Dec. 17, 2012 at 9:29 AM ET
It's been the question that's loomed over the entire second season of "Homeland": Would the show dispatch one of its two lead characters (Nicholas Brody, played by Damian Lewis) or continue to have him dodge fire for another 12 episodes?
[Warning: Spoilers "Homeland's" season finale follow.]
The answer was not apparent early in the hour, despite the teasers' many insinuations that someone significant would be getting embalmed, draped in military whites and chucked off of a naval ship. Quinn (Rupert Friend), the black ops agent with Brody in his sights about ten minutes into the finale, had a change of heart.
He confronted Estes (David Harewood) in his bedroom and called him out on nearly two seasons' worth of shady doings.

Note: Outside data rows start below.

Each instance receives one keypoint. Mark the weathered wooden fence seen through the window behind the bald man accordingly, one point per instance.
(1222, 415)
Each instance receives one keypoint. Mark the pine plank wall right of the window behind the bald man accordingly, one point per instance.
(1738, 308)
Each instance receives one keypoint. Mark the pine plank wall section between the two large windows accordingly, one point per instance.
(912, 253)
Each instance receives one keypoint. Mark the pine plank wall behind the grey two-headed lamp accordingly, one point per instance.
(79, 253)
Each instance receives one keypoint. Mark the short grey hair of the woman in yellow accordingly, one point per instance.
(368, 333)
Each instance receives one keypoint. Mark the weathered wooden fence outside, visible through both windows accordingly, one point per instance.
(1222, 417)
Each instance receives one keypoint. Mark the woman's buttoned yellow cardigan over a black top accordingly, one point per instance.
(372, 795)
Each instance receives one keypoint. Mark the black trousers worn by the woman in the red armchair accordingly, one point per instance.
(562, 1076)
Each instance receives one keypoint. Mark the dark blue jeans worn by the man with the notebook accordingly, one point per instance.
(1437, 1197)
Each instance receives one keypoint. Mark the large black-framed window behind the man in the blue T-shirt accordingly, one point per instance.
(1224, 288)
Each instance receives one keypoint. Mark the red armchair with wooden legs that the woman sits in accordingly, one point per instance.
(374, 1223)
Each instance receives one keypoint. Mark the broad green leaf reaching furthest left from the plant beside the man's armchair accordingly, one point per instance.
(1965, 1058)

Saying he was only charged with dispatching "bad guys," Quinn advised Estes to leave Brody alone or he'd end up back in that house one night to more grim consequences.

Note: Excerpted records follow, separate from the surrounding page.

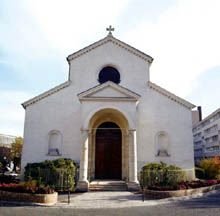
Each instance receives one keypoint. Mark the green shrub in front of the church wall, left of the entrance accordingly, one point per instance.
(59, 174)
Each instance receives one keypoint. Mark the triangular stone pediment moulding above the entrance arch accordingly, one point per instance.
(129, 95)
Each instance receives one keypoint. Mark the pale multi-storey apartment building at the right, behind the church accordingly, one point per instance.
(206, 136)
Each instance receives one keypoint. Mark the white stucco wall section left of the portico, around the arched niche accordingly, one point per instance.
(59, 111)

As for Carrie (Claire Danes), who was once again playing house with Brody, she had to make the episode's titular "Choice." Her work aiding the killing of Abu Nazir (Navid Negahban) brought in an official offer to be station chief at the C.I.A., reinstating the job she lost at the end of season one -- but only at the cost of cutting her ties with Brody.
The decision caused a rift between Carrie and Saul (Mandy Patinkin), who was sprung from his Langley detention once Quinn got his hooks into Estes.
During Walden and Nazir's respective funerals -- the latter was the one at sea, seen during the previews -- Carrie and Brody retire to an office where she decides that she chooses him over her career... until Brody's car explodes in front of Walden's funeral service, killing Estes, Walden's family and several hundred other people in the process.
Carrie pulls a gun on Brody, but after he promises Nazir was behind the whole thing, they make a run for it. (She had a secret shed, flush with cash and fake IDs, tucked away the whole time.) Fortunately for them, they're also presumed dead -- especially since the response team soon figured out that the bomb was in his car. And that tape about him admitting to (not) blowing up last season emerges on national news, courtesy of a terrorism group, re-purposed to claim responsibility for the latest turn of events. Brody is alive, but he is officially outed.
With Estes dead, Saul is the ranking officer in the counter-terrorism unit, assuming his protégé is dead (or really off the rails). In a comforting turn of events, Saul's absentee wife says that she's coming back.
Brody's family, officially knocked off their pedestal, await the nation's scorn as news trucks start rolling up in front of their house.
As for Brody, publicly vilified and off the grid, he gets sent on his merry way. Carrie made her choice, and it's not really that surprising -- and more true to her character than anything she's done the last few episodes. She tells Brody her cause is calling her and that she'll clear his name. The word "love" is mentioned several times. Tears are shed.
Thankfully, Saul does not suffer in the dark for long. In the last shot, in a room of hundreds of dead bodies, Carrie calls his name -- and he smiles, much like she did at the end of the season premiere.